Chapter 1.3, Problem 33E

In Exercises 33-40, find an equation of the tangent line to the graph $y=f(x)$

at the given $x$. Do not apply formula (6), but proceed as we did in Example 4

$f(x)=x^3,x=-2$.

Example 4

Finding the Equation of Tangent Line at Given $x$

Find the point-slope equation of the tangent line to the graph of $f(x)=\frac{1}{x^2}$

at $x=2$.

Solution

In this problem, we are given a point on the tangent line, but only its first coordinate $x=2$.

Since the point is on the graph $f(x)=\frac{1}{x^2}$, we get the second coordinate by plugging $x$

-value into $f(x)$:

$y=f(2)=\frac{1}{2^2}=\frac{1}{4}$.

Thus, $\left(2,\frac{1}{4}\right)$

is the point on the graph and the tangent line. Next, we find the slope of the tangent line.
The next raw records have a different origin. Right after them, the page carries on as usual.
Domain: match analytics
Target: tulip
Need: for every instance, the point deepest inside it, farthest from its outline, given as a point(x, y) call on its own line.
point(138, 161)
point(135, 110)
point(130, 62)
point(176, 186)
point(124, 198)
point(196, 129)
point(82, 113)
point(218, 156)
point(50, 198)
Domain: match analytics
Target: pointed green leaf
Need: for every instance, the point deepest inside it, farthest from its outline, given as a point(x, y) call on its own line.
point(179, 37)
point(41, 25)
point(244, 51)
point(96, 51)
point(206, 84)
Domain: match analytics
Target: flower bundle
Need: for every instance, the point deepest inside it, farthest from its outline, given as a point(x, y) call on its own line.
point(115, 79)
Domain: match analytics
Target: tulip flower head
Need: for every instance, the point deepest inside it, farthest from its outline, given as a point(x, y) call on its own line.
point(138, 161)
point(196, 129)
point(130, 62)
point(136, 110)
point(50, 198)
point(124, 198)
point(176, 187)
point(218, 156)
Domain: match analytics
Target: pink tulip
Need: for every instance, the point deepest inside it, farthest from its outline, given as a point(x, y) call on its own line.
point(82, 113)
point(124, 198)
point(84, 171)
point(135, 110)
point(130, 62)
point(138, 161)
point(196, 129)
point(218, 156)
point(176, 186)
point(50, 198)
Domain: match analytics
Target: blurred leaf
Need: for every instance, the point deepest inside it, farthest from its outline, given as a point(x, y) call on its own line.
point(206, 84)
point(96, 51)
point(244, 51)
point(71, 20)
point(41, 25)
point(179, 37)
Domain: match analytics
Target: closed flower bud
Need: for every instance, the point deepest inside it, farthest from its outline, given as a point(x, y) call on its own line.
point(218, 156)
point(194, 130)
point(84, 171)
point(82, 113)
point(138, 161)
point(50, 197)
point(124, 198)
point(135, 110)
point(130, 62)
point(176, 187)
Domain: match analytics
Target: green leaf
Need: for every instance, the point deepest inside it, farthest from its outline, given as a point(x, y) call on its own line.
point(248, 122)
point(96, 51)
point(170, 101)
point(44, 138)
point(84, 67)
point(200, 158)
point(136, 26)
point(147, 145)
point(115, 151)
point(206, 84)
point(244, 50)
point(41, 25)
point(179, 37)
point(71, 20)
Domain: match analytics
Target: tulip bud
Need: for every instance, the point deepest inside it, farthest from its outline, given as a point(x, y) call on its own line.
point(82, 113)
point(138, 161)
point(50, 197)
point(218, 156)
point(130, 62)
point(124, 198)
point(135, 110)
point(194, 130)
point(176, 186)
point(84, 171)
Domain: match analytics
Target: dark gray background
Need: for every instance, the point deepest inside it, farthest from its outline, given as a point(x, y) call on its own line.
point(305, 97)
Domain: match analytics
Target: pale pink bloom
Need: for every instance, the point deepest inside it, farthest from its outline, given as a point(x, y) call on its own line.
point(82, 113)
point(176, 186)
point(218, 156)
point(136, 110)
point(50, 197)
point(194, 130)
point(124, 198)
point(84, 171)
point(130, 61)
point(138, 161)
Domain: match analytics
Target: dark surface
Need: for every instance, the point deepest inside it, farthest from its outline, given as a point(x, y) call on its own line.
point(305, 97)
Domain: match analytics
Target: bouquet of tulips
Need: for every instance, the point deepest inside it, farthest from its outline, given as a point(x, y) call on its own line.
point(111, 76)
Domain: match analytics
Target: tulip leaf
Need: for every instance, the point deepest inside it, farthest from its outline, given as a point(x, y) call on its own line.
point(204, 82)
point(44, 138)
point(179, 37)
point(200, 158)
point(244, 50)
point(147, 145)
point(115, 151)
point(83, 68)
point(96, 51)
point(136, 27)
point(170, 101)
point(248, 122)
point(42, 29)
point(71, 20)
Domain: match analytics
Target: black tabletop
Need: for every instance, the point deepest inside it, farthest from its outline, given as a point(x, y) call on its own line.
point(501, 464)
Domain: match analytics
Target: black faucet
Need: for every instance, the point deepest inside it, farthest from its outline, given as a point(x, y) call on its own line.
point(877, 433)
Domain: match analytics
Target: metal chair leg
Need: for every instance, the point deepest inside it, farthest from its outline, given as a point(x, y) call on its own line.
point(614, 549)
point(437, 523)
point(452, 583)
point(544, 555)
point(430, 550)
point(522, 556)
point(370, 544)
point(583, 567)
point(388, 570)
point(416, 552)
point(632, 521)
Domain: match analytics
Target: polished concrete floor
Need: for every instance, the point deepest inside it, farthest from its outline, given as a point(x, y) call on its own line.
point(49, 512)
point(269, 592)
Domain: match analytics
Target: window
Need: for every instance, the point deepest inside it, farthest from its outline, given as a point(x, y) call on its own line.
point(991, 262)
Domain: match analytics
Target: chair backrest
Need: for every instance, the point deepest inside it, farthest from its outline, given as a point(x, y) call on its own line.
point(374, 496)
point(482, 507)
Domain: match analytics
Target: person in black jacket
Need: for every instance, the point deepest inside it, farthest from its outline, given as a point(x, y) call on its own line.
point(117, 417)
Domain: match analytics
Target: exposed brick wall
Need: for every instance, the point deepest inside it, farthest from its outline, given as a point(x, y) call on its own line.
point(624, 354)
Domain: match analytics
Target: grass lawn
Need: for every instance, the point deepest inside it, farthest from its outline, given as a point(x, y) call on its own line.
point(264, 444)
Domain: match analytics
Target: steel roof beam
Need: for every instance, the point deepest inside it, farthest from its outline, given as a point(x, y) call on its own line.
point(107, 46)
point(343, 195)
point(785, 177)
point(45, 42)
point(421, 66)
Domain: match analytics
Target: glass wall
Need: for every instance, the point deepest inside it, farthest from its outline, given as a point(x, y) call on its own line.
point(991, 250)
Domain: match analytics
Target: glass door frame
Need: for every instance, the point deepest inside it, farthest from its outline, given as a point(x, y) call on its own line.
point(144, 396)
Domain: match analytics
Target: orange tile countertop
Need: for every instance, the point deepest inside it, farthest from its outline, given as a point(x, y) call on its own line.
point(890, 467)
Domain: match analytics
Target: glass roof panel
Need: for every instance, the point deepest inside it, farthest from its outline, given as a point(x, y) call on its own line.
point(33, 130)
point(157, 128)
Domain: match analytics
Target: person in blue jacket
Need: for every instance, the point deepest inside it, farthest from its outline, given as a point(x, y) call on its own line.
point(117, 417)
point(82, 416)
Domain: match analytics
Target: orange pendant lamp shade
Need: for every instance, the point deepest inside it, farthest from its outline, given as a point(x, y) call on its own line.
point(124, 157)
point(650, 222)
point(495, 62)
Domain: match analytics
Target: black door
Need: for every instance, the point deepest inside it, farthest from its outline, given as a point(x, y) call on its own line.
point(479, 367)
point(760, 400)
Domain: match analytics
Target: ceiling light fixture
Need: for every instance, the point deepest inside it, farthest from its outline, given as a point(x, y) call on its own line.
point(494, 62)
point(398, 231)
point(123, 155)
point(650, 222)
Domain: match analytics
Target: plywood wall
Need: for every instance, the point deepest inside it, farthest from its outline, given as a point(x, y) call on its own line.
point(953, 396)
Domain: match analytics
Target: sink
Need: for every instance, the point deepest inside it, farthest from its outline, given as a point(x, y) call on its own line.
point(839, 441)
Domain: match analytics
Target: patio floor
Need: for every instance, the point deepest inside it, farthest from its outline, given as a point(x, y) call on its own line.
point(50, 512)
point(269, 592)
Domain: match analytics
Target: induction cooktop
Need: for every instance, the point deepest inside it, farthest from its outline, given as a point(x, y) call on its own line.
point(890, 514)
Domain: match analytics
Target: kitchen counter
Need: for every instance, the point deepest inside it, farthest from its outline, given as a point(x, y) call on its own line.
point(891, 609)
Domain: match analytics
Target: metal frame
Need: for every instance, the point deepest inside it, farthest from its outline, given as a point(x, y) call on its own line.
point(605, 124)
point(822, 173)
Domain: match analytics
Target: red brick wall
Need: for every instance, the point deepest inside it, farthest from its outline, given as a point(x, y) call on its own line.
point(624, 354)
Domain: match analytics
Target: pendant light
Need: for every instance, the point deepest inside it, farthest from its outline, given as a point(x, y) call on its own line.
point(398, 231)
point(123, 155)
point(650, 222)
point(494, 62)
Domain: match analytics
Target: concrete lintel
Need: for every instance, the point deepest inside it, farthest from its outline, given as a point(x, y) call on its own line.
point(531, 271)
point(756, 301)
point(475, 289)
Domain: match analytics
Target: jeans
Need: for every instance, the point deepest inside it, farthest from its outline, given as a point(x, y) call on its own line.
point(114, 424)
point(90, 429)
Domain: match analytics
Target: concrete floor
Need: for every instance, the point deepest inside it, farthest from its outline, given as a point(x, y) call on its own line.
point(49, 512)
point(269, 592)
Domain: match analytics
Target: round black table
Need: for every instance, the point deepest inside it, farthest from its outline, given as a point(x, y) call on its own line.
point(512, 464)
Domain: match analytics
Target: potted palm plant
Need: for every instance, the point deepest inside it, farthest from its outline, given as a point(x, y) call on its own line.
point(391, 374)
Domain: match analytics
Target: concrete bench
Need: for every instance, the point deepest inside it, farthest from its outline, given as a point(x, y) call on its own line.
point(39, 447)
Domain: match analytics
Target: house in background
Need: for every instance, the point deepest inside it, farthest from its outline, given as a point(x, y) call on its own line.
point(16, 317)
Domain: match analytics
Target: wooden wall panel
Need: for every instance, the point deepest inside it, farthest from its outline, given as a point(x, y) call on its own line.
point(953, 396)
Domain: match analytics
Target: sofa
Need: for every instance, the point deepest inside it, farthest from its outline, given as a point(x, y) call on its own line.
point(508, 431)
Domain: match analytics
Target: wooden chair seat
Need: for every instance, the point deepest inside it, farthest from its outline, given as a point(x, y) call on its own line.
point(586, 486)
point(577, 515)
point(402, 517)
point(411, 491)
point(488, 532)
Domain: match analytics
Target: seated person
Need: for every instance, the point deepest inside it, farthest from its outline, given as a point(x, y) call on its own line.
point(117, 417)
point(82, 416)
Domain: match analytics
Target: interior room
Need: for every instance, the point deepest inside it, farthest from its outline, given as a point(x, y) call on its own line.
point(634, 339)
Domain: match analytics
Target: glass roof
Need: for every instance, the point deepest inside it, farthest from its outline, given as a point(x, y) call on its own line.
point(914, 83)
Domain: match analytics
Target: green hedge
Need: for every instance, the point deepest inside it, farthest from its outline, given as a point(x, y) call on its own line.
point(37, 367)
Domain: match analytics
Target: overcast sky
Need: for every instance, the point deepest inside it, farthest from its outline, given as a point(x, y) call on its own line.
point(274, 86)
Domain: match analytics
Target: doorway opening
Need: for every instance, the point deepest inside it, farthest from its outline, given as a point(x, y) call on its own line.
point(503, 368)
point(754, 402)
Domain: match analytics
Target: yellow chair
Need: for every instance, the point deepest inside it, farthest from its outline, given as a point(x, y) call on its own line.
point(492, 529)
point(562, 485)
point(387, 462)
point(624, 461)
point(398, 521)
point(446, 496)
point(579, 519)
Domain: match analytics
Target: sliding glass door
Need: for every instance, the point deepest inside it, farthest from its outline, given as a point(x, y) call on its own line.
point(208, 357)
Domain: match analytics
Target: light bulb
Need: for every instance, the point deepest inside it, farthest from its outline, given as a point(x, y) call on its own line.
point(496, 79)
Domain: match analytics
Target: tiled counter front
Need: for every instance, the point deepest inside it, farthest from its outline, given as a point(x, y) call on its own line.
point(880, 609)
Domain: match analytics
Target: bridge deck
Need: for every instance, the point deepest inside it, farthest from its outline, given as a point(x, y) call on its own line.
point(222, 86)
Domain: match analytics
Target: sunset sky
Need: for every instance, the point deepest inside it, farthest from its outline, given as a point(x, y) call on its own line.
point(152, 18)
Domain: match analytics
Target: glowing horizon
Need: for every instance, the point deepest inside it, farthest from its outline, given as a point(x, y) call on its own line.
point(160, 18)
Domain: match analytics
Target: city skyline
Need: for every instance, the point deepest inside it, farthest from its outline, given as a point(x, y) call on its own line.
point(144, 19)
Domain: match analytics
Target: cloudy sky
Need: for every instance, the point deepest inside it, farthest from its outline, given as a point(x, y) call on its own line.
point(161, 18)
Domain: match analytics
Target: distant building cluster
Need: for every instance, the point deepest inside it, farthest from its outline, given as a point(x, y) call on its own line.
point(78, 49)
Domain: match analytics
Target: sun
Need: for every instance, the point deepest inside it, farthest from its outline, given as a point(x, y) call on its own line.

For this purpose, we compute $f\text{'}(x)$

by using the power rule:

$f(x)=\frac{1}{x^2}=x^{-2}$

$f\text{'}(x)=(-2)x^{-2-1}=-2x^{-3}=\frac{-2}{x^3}$.

The slope tangent line when $x=2$

is $f\text{'}(2)=\frac{-2}{2^3}=\frac{-1}{4}$.

In the point-slope form, the equation of the tangent line is $y-\frac{1}{4}=-\frac{1}{4}(x-2)$.